Far more of a problem is sensible guidelines being ignored. Common pitfalls include doctors prescribing too many antibiotics, parents refusing vaccinations for their children, ministers ignoring the advice of expert committees for political expediency, journals accepting articles that do not meet appropriate standards, news services ignoring caveats when reporting new findings, and so on.
I can think of a few examples where EBM was applied far too stringently — say when bisphosphonates were not available to men with severe osteoporosis because all the studies were done in women — but those few examples are overshadowed by the opposite problem, and I actually think these examples are cases where EBM was *not* implemented, and selective evidence was used to provide justification for a non-clinical agenda. (In the bisphosphonate case, it was a matter of saving govt spending.)
slartibartfast said,
May 18, 2011 at 10:34 am
@Chris Lawson
Many patients have multiple medical conditions. Guidelines exist for the treatment of the individual conditions. As a consequence patients may end up on multiple agents and, as a further consequence, the risk of interactions and adverse effects increases. The prescriber may diligently and intelligently apply the guidelines but fail to recognise that what is being treated is a consequence of another treatment or combination of treatments. Each condition is considered and treated on its individual merits in accordance with guidelines.
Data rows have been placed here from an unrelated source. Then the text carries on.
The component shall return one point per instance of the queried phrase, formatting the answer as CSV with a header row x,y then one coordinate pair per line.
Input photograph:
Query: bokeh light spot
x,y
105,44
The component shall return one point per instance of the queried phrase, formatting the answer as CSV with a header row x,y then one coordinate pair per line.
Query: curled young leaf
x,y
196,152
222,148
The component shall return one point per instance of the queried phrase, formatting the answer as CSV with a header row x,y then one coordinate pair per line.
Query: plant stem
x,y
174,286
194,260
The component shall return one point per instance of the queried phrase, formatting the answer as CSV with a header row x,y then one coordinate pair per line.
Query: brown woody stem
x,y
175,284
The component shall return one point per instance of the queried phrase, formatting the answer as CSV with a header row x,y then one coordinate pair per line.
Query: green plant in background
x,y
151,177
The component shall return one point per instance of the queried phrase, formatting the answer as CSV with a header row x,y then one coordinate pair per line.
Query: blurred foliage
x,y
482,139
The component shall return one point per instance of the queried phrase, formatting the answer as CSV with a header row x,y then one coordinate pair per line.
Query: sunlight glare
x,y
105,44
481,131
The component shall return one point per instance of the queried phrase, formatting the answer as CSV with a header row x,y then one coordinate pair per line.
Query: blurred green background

The treatment itself may not be inferior, in fact it may be justified by all the evidence and be considered superior for the given condition, but the outcome for the patient is inferior and harm may result. I would argue that this is not uncommon, but occurs more frequently than we may realise. I would also argue that this sort of situation is far more likely to occur when a patient sees multiple providers, each possibly a specialist in their field delivering “best care” but essentially unaware of other treatments being implemented by another provider.
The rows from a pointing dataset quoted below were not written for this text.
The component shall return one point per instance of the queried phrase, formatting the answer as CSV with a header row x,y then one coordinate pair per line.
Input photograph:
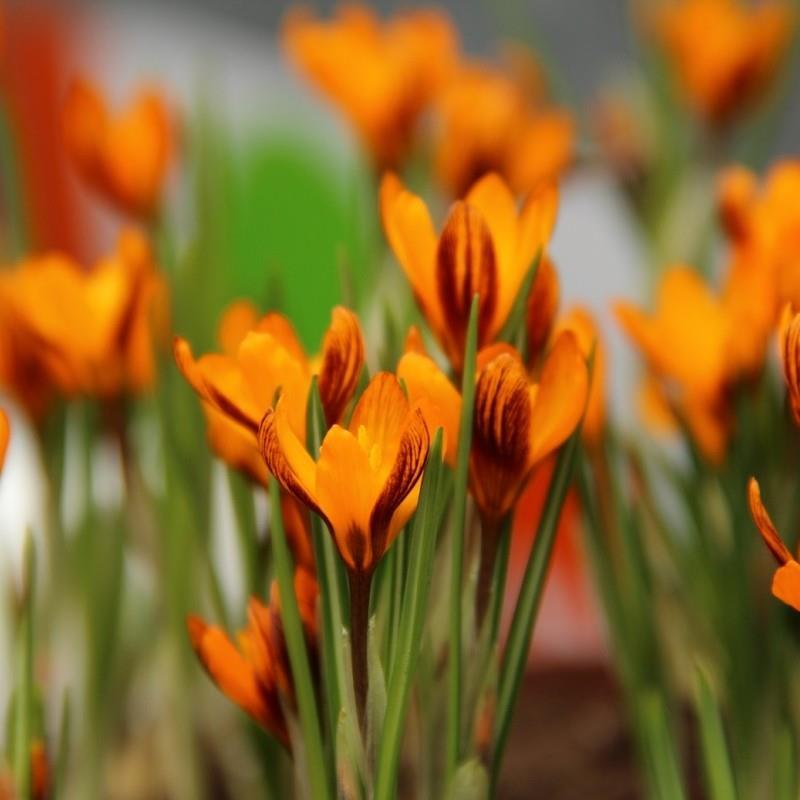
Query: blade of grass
x,y
415,603
661,747
298,656
334,672
454,686
525,612
23,722
716,758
EBM remains a tool. If you were to argue that a poor workman usually blames his tools, you would find that I would not disagree. The problem isn’t the tool, it is the application.
I like your emphasis on “based” as I think this is the part that is often forgotten. I would also like to think that it is the part that is less likely to be forgotten by the “generalist”, especially one who engages with the patient in patient-centred clinical method.
Your last thought is a point well made and with which I whole-heartedly concur.
There is also an interesting discussion – in my opinion at least – to be had about what is really happening when a provider provides treatment and why. But that is another matter entirely.
hasagice said,
May 22, 2011 at 5:59 pm
@ Bruce44,
I don’t think Ben said that new drugs should not be approved for marketing, or that RCT against placebo is worthless. He was talking about the way such data are presented to clinicians and to regulatory groups leading to poor clinical decisions.
glynisrose said,
September 7, 2011 at 1:14 pm
Its a pity that no-one ever asks the question ‘Does this drug actually work?’ The trouble is that with so called clinical trials the answer is decided upon first then the research is done to support the answer. Thats wrong, from experience I can say that it meant I had the wrong medication (which didn’t actually work) for 7 years.